= The Tempest (Dryden and D'Avenant play) =

Restoration comedy by Dryden and D'Avenant

The Tempest, or The Enchanted Island is a comedy adapted by John Dryden and William D'Avenant from Shakespeare's comedy The Tempest. The musical setting, previously attributed to Henry Purcell, and probably for the London revival of 1712, was very probably by John Weldon.

The Dryden-D’Avenant adaptation premiered at the Duke's Theatre in Lincoln's Inn Fields, London, on 7 November 1667, and published in 1670. It is written partly in blank verse and partly in a sort of rhythmic prose. The play was revised and revived a number of times, and adapted as an opera by Thomas Shadwell in April 1674; Shadwell's revision had a musical score created by a team of composers that included Matthew Locke and Pelham Humfrey. This was the version of The Tempest most familiar to audiences up until William Macready's enormously successful production of Shakespeare's original on 13 October 1838. Shadwell's version was revived in 1701, in 1702 through 1704, in 1706 through 1708, in 1710, in 1712 through 1717, and more than 20 times between 1729 and 1747.

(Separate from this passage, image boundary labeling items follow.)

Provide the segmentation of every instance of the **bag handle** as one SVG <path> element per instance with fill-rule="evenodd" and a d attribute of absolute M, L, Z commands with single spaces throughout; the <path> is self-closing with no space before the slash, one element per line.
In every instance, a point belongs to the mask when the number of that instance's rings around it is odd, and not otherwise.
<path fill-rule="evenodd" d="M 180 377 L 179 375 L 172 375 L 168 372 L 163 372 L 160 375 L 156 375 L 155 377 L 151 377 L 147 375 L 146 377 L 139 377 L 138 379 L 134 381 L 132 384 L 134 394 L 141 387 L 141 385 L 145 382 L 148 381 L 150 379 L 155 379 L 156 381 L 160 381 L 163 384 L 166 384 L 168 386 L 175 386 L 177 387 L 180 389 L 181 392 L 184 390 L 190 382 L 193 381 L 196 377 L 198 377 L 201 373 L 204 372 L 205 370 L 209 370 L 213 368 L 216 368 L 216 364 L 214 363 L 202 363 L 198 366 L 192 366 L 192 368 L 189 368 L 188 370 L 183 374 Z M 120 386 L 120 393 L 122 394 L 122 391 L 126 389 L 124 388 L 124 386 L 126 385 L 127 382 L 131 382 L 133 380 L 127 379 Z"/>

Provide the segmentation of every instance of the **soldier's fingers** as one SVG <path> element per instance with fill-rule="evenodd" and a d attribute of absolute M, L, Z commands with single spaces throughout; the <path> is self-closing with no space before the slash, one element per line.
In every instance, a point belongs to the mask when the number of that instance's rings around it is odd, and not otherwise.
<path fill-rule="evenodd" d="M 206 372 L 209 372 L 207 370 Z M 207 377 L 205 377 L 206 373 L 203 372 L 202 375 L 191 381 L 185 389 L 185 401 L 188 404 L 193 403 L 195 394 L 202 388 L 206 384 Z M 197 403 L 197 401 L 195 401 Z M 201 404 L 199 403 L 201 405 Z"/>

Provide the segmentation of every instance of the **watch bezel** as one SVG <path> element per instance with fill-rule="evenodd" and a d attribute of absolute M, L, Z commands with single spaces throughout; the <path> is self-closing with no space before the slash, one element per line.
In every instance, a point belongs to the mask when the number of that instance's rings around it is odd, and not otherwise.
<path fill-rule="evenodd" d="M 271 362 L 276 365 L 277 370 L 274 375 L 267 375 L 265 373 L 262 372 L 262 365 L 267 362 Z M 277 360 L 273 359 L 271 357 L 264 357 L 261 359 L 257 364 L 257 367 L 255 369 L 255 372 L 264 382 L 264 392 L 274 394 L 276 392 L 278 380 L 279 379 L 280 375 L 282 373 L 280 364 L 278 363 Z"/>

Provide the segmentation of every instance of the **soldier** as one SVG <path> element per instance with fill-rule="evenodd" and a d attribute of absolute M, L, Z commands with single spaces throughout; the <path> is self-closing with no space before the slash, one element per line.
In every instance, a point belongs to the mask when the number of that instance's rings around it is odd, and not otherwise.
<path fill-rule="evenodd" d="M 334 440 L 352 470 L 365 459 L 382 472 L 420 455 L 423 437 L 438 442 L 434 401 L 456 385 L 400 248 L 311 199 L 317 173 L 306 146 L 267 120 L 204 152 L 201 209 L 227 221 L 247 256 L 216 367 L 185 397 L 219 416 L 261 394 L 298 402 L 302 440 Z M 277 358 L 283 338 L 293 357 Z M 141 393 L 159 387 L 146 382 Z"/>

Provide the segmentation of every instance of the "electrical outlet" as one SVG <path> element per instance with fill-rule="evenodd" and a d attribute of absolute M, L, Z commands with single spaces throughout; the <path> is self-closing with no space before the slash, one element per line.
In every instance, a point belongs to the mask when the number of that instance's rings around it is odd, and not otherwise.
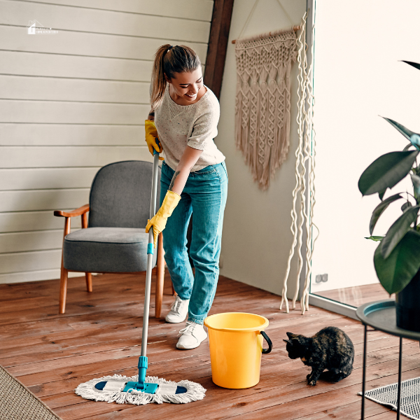
<path fill-rule="evenodd" d="M 328 274 L 316 274 L 315 276 L 315 283 L 326 283 L 328 281 Z"/>

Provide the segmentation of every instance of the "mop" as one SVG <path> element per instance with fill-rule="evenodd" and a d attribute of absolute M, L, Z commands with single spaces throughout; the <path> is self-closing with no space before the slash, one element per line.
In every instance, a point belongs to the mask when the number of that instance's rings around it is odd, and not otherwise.
<path fill-rule="evenodd" d="M 158 139 L 156 139 L 158 140 Z M 153 175 L 152 178 L 152 197 L 150 200 L 150 219 L 156 211 L 158 191 L 158 172 L 159 153 L 153 154 Z M 146 377 L 148 358 L 146 356 L 148 329 L 150 284 L 154 246 L 153 230 L 149 230 L 147 246 L 147 269 L 146 272 L 146 290 L 144 293 L 144 313 L 141 335 L 141 353 L 139 358 L 139 374 L 126 377 L 119 374 L 94 379 L 80 384 L 75 390 L 78 396 L 88 400 L 107 401 L 118 404 L 144 405 L 149 402 L 174 402 L 184 404 L 202 400 L 206 390 L 200 384 L 190 381 L 179 382 L 167 381 L 157 377 Z"/>

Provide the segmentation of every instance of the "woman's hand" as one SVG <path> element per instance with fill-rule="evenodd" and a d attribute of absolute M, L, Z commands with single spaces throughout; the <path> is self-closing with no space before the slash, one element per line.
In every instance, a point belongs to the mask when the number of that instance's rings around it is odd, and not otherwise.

Dryden and D'Avenant keep a great deal of Shakespeare's verse, but generally tone the play down, simplifying grammar and language occasionally, removing much of the "mythic resonance" of the original, and adding a fair amount of their own invention. The added elements include new characters - Hippolito, a man who has never seen a woman, and Dorinda, a second daughter of Prospero. Hippolito and Dorinda, predictably, fall in love; their love parallels that between Miranda, Shakespeare's maiden who has never seen a man, and Ferdinand, son to the Duke of Mantua (or to the King of Naples in Shakespeare's version). Ariel is given an ethereal girlfriend in Milcha (Shadwell expanded her role in 1674). Even Caliban gets a sister.

Shadwell's 1674 operatic version of Dryden and D'Avenant's adaptation was mocked by Thomas Duffet in his farce The Mock Tempest, or the Enchanted Castle, also in 1674.